The Australian Pesticides and Veterinary Medicines Authority (APVMA) said:

    The APVMA conducted a weight-of-evidence evaluation that included a commissioned review of the IARC monograph regarding glyphosate by the Department of Health, and risk assessments undertaken by regulatory agencies in other countries and expert international bodies.

    The APVMA concluded that the use of glyphosate in Australia does not pose a cancer risk to humans, and that products containing glyphosate are safe to use as per the label instructions.

    There are currently no scientific grounds to place glyphosate under formal reconsideration and the APVMA will continue to monitor any new information, reports or studies that indicate that this position should be revised. (Emphasis added)

They say:


    Health Canada, the European Food Safety Authority (EFSA), the European Chemicals Agency (ECHA), New Zealand Environmental Protection Authority (NZ EPA), the United States Environmental Protection Agency (US EPA) and the Joint FAO/WHO Meeting on Pesticide Residues (JMPR) have all recently assessed glyphosate and concluded that glyphosate does not pose a cancer risk to humans.
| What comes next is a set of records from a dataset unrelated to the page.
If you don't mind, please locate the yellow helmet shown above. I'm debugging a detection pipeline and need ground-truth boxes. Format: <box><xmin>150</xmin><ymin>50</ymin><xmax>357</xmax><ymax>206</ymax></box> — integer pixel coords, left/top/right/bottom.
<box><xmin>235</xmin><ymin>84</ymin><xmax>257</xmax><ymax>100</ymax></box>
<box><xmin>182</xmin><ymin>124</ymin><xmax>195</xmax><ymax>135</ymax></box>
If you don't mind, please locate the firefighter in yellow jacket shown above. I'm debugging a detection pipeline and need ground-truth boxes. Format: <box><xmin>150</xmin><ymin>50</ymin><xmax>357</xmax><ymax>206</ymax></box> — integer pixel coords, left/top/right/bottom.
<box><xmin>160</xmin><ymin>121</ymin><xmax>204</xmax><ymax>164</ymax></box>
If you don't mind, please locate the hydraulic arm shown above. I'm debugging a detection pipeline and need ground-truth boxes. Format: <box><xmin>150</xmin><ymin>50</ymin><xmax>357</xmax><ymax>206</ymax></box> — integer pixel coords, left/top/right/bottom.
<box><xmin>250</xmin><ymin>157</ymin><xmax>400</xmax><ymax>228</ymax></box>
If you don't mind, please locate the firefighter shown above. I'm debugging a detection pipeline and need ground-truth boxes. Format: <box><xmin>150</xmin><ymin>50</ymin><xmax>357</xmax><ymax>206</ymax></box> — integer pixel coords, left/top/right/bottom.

That seems clear, but on the TV and radio experts were saying – while we really don’t know, best avoid the use of glyphosate, or if you really have to use it, tog up and be careful.

I get the impression that Dewayne Johnson got the undiluted glyphosate on his skin, which would not be advisable. If so it raises the question as to whether sloppy work practices rather than the chemical was the real villain. We’ll watch with interest while lawyers make hay. For what it’s worth, on limited information my bet is that Monsanto will win this particular one.

Monsanto is one of the most hated companies around the world:

    According to a Bloomberg BusinessWeek article: “In a Harris Poll measuring the ‘reputation quotient’ of major companies, Monsanto ranked third-lowest, above BP and Bank of America and just behind Halliburton.

There is an annual march against Monsanto:

It was taken over by the German giant Bayer in 2016, for a record-breaking $66 billion.

What were the Germans thinking?

Profits, that’s what:

    The tie-up, which will give the new company control of more than 25% of the world’s supply of seeds and pesticides, comes amid a wave of mergers in the agriculture sector.

    Falling crop prices have seen farmers cutting back on buying seeds and agricultural chemicals, such as herbicides and pesticides, leading to lower profits for suppliers.

    The industry has been fighting back in order to save business costs.

    Rivals including Dow Chemical, DuPont and Syngenta have all announced tie-ups recently, although some have yet to be cleared by regulators.

Bayer paid a 45% premium to the previously undisturbed share price. Head honcho Werner Baumann:

    said the takeover would bring benefits across the board and deliver “substantial value to shareholders, our customers, employees and society at large”.

Just capitalism at work. Not sure it’s what Joseph Schumpeter had in mid when he talked about “creative destruction”.

One thought on “Monsanto pinged in Roundup cancer trial”

  1. This post started as a item in the draft of the new Weekly salon, but exploded a bit, so I fleshed it out and here it is.

    That means I have three party finished posts I started in recent days.